Es necesario aclarar que el niño sordo es un niño como todos los demás, no presentan una psicología especifica por el simple hecho de no escuchar, estos niños presentan ciertas características que se derivan de la falta del lenguaje. Es importante también mencionar que el niño sordo puede tener un comportamiento psicológico normal. En le mismo grado en el que el oyente tiene patologías, el niño sordo también las puede tener.
Desde que un niño recibe sensaciones de afecto por las personas que están a su alrededor, es decir, los padres y adultos proporcionan al niño cuidados en cuanto a alimentación, arrullos y caricia. Muchas de estas sensaciones se perciben a través del oído, la más importante la voz de la madre, cuyas expresiones de cariño aunque el bebe no comprende en pocos meses le hacen sonreír, proporcionando sensaciones de compañía y defensa, garantizando su estabilidad emocional.
“Nosotros, todos los seres humanos, aprendemos a hablar por imitaciones de lo que oímos. El niño sordo no oye nada, por eso no puede imitar nada, el niño sordo, balbucea y da gritos propios del bebe, emitidos de forma instintiva”[1].
El niño sordo no percibe nada de este mundo sonoro y así únicamente se sentirá acompañado cuando puede ver con sus ojos y tocar con sus manos, es decir, se srve de sus otros sentidos y consigue que su incomunicación no sea total.
Piera Aulagnier, (1898) sostiene que la actividad vital se Manifiesta desde el primer momento, un poder de sensibilidad de la zona auditiva y aunque fueran sonidos carentes de sentido, serán fuentes de placer o de displacer.
Cada niño tiene su propia personalidad, cualidades, dones y aspectos menos brillantes de lo que le hace un ser único e irrepetible; los adultos que los rodean deben estar conscientes de que lo que pueden aportar para que su personalidad se vaya formando adecuadamente, sin caer en la sobreprotección. Es nefasto que el niño sea continuamente, ayudado y manipulado por los adultos; esto ahoga su dinamismo personal y entorpece la organización de posteriores experiencias personales.

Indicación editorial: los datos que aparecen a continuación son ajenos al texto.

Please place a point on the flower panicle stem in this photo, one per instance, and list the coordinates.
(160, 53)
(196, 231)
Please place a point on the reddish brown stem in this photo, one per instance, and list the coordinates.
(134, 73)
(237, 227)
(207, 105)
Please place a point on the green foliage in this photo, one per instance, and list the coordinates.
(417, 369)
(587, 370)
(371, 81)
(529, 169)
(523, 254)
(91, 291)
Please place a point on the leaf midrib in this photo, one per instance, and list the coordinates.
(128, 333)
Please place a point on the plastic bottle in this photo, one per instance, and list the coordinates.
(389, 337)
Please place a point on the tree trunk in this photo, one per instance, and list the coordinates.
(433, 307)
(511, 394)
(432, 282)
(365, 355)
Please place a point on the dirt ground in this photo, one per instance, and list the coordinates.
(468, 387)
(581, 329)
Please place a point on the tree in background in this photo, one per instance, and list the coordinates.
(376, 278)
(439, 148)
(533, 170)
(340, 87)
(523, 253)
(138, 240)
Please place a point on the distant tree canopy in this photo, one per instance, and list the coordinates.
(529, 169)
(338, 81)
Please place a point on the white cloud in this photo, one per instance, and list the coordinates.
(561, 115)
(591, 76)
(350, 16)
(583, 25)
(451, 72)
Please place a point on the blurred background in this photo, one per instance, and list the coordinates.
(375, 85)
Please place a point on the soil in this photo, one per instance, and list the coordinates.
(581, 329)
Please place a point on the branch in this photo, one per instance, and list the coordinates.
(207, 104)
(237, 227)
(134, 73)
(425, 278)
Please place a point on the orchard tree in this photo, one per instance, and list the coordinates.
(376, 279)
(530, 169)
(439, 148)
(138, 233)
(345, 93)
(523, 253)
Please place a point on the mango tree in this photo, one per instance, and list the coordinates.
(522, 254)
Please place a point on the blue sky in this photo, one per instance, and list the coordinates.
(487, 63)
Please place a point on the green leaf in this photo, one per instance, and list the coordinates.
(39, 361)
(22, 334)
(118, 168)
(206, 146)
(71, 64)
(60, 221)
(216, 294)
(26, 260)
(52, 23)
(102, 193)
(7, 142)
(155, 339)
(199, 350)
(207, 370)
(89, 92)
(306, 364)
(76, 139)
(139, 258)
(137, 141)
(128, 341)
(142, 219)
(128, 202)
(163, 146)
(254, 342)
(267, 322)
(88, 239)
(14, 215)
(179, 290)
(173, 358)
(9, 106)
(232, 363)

El niño debe ser educado con el objeto de enfrentar la vida común y corriente, sin debilitar su carácter con exceso de consentimiento, favoritismo e irresponsabilidad, en casi todas las circunstancias es necesario hacer ver al niño que la misma atención y consideración que el recibe de otras personas son las que debe tener hacia los demás. Este detalle es de gran importancia en el niño sordo, pues previene su aislamiento social y le permite hallar la satisfacción que se deriva de una relación cordial con las personas que lo rodean.
El niño que presenta una sordera profunda se muestra psicológicamente mas sensible, expresando un cierto grado de inmadurez que puede ser superado posteriormente en el mismo momento en que acepte su condición.
El niño sordo tiende a culpar a los demás de sus errores, le falta a menudo profundidad de conciencia y capacidad de reconocer sus errores o capacidad de autocrítica para analizar sus dificultades de interacción que son la base de su conducta familiar o social.